Atlassian is one of the OG’s when it comes to project management software. They are used around the world by millions of people due to their famous JIRA product and their beloved Trello product.

They announced earnings this past Thursday, and it was a beautiful beat and for once Atlassian didn’t tank too bad after earnings. In fact, they actually finished positive for the day and likely would’ve done better if it wasn’t for market volatility.

I haven’t had a chance to read their earnings call transcript, but I did see that they increased revenue by 23% YoY and sequentially grew revenue 9% which is huge compared to their more recent quarters. Their free cash flow margin increased to 36% from 13% as they continue to amaze me with their ability to generate such strong FCF Margins. Total customers saw some acceleration with an 18% YoY increase and 6% increase sequentially, which is the highest sequential growth they’ve seen in customers in 1.5 years.

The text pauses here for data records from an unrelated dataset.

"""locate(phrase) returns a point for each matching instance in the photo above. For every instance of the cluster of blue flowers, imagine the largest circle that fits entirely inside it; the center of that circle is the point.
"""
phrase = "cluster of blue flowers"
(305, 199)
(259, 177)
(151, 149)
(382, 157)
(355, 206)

I’ve owned Atlassian since $30 and I’ve slowly trimmed my position due to valuation concerns and doubting their ability to continue to grow their share price given their slowing revenue growth. I’ve been very wrong but fortunately, I still own a reasonable number of shares, just not as much as I’d like given that this is a 7-bagger in just under 4 years.

Parting Thoughts

It’s been a terrific start to the year but definitely a lot of drama going on Wall Street now given the meme stocks and Robinhood’s trading restrictions. The market volatility and huge sell off the past few days has resulted in the CNN Fear & Greed Index to decrease to 38 from the “extreme greed” territory (I forget the exact number). I’ve observed that the lower the number, generally the more upside stocks have compared to the inverse of course.

The January Jobs report will be released this next Friday which should be interesting given December’s poor jobs report. With the economy slowly recovering, vaccines distribution accelerating, a potential major stimulus, solid earnings growth and the Fed planning on keeping rates low for the foreseeable future, I am hopeful that this bull market can continue well into 2021.

I’m very excited about what’s going to happen to the meme stocks next week. Plus, I assume there will be a mass exodus from Robinhood in the coming weeks given all the total outrage they caused on Thursday. Google Trends is showing some huge search growth trends for their rival brokerages:

Finally, earnings season has just gotten started, so I’m looking forward to reading and reviewing a lot of the earnings transcripts of the companies I’m invested in. I wish Zoom and CrowdStrike would move up their earnings calls, since they’re generally in early March.